# Heavy metal.....



## Lucky13 (Oct 2, 2011)

Just wondering if any heavy metal is being built around here......besides my Firefly...


----------



## Airframes (Oct 2, 2011)

Funny you should ask old chap. I have plans to finish a Panther diorama, and slightly change a PzKfw IV, to do a diorama of 9th SS Panzer in Oosterbeek, Arnhem September '44. That's when other projects are finished first, of course.


----------



## Lucky13 (Oct 2, 2011)

Try to do some more of the Firefly's tracks.....then......hmmmm...


----------



## Wayne Little (Oct 3, 2011)

Well.....I got 2 Tiger I's that need finishing.....


----------



## Lucky13 (Oct 3, 2011)

Cool!
What kinda Tiger I's are you building mate?


----------



## hub (Oct 3, 2011)

I have a Renault R35 that needs finishing plus a FT17
Not really heavy metal


----------



## Wayne Little (Oct 4, 2011)

Lucky13 said:


> Cool!
> What kinda Tiger I's are you building mate?

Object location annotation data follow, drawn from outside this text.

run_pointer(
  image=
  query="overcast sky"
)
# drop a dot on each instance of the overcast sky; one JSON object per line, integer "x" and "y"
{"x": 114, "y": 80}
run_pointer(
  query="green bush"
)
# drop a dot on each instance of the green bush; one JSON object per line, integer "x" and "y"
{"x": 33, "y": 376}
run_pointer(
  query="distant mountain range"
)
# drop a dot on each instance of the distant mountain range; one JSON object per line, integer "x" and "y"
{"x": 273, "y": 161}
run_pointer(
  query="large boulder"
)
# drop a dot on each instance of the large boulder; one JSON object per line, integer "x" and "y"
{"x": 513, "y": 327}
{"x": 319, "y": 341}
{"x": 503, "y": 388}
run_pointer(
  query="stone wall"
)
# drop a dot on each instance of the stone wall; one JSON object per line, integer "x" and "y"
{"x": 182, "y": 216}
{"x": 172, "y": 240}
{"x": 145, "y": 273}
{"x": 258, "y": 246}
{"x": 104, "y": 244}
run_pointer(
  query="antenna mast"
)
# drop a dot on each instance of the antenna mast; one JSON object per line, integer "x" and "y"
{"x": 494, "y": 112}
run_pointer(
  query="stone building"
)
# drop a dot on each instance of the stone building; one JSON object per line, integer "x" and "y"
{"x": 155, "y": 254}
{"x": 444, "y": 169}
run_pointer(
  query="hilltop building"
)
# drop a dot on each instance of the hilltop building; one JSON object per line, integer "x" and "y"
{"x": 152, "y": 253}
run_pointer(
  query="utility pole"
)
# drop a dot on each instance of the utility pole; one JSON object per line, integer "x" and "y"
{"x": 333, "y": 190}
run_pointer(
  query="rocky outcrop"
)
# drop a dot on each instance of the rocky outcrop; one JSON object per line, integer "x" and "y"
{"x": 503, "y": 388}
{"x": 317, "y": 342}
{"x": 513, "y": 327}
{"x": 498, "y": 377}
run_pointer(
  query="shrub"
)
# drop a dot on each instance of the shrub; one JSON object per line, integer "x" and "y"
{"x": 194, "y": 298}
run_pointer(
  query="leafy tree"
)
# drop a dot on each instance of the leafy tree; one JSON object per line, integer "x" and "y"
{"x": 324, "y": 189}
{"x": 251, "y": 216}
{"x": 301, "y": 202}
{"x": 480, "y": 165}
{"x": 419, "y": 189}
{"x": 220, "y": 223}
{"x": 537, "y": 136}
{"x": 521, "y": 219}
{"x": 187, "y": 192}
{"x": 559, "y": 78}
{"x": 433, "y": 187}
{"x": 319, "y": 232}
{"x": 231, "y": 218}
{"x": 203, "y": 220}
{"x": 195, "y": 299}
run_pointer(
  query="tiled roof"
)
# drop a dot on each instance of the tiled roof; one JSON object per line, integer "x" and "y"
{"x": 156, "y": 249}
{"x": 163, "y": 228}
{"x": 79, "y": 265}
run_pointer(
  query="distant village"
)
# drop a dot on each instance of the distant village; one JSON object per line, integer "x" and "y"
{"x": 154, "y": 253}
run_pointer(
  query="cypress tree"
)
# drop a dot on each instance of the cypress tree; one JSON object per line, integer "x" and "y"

1/48 An early and late version....


----------



## BombTaxi (Oct 17, 2011)

I've got an S-Tank lurking in the stash, gonna get the Voodoo out of the way then get the tank done


----------



## A4K (Oct 17, 2011)

Got a few lined up Jan, most importantly 2 Stuarts, 1:76 Matchbox and 1:35 Academy. 
The 1:35 build (with Tamiya wheels) is also to be a master for a future 1:16 scratchbuild, intended to be RC capable.


----------



## Wurger (Oct 17, 2011)

Still having to finish my card model of a Cromwell Mk. IV.


----------